Search code examples
apache-sparkorccolumnsortingsnappy

how does sortWithinPartitions sort?


After applying sortWithinPartitions to a df and writing the output to a table I'm getting a result I'm not sure how to interpret.

df
.select($"type", $"id", $"time")
.sortWithinPartitions($"type", $"id", $"time")

result file looks somewhat like

1 a 5
2 b 1
1 a 6
2 b 2
1 a 7
2 b 3
1 a 8
2 b 4

It's not actually random, but neither is it sorted like I would expect it to be. Namely, first by type, then id, then time.

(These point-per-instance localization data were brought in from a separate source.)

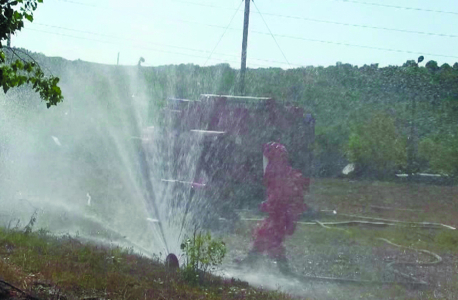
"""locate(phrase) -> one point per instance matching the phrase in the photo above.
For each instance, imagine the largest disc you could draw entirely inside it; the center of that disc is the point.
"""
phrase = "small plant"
(202, 255)
(28, 228)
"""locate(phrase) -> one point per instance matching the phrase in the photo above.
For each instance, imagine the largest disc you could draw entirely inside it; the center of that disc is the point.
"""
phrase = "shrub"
(203, 254)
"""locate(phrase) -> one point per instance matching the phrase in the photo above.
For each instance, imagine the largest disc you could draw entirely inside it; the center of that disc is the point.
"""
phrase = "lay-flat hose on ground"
(380, 222)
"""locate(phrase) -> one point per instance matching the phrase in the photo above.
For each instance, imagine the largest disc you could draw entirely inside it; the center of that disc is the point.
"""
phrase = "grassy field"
(65, 268)
(357, 253)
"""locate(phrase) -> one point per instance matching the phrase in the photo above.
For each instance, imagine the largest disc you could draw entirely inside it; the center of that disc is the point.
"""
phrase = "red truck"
(213, 147)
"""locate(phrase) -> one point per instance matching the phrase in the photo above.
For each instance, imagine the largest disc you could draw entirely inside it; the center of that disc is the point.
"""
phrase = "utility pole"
(246, 21)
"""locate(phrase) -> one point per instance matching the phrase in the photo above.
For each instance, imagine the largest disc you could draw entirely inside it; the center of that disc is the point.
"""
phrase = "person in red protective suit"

If I try to use a repartition before sorting, then I get the result I want. But for some reason the files weight 5 times more(100gb vs 20gb).

I'm writing to a hive orc table with compresssion set to snappy.

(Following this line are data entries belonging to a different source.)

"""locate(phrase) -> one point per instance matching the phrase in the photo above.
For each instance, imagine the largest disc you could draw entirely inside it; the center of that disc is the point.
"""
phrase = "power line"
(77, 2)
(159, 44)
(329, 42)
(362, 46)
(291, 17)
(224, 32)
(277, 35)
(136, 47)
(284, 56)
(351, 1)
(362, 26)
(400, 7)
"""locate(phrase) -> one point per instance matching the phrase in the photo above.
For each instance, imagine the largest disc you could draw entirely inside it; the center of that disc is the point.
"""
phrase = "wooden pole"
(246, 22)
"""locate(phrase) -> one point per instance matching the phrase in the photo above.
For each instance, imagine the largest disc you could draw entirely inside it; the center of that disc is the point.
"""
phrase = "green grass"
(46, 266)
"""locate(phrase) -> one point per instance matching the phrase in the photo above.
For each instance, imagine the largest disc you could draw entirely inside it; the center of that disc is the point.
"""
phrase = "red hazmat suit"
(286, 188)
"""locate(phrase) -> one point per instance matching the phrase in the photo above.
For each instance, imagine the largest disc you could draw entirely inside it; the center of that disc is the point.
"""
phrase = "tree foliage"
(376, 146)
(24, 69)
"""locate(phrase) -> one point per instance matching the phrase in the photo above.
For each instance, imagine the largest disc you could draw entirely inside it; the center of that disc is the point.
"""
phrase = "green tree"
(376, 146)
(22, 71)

Does anyone know why it's sorted like this and why a repartition gets the right order, but a larger size?

Using spark 2.2.


Solution

  • The documentation of sortWithinPartitions states

    Returns a new Dataset with each partition sorted by the given expressions

    The easiest way to think of this function is to imagine a fourth column (the partition id) that is used as primary sorting criterion. The function spark_partition_id() prints the partition.

    For example if you have just one large partition (something that you as a Spark user would never do!), sortWithinPartitions works as a normal sort:

    df.repartition(1)
      .sortWithinPartitions("type","id","time")
      .withColumn("partition", spark_partition_id())
      .show();
    

    prints

    +----+---+----+---------+
    |type| id|time|partition|
    +----+---+----+---------+
    |   1|  a|   5|        0|
    |   1|  a|   6|        0|
    |   1|  a|   7|        0|
    |   1|  a|   8|        0|
    |   2|  b|   1|        0|
    |   2|  b|   2|        0|
    |   2|  b|   3|        0|
    |   2|  b|   4|        0|
    +----+---+----+---------+
    

    If there are more partitions, the results are only sorted within each partition:

    df.repartition(4)
      .sortWithinPartitions("type","id","time")
      .withColumn("partition", spark_partition_id())
      .show();
    

    prints

    +----+---+----+---------+
    |type| id|time|partition|
    +----+---+----+---------+
    |   2|  b|   1|        0|
    |   2|  b|   3|        0|
    |   1|  a|   5|        1|
    |   1|  a|   6|        1|
    |   1|  a|   8|        2|
    |   2|  b|   2|        2|
    |   1|  a|   7|        3|
    |   2|  b|   4|        3|
    +----+---+----+---------+
    

    Why would one use sortWithinPartitions instead of sort? sortWithinPartitions does not trigger a shuffle, as the data is only moved within the executors. sort however will trigger a shuffle. Therefore sortWithinPartitions executes faster. If the data is partitioned by a meaningful column, sorting within each partition might be enough.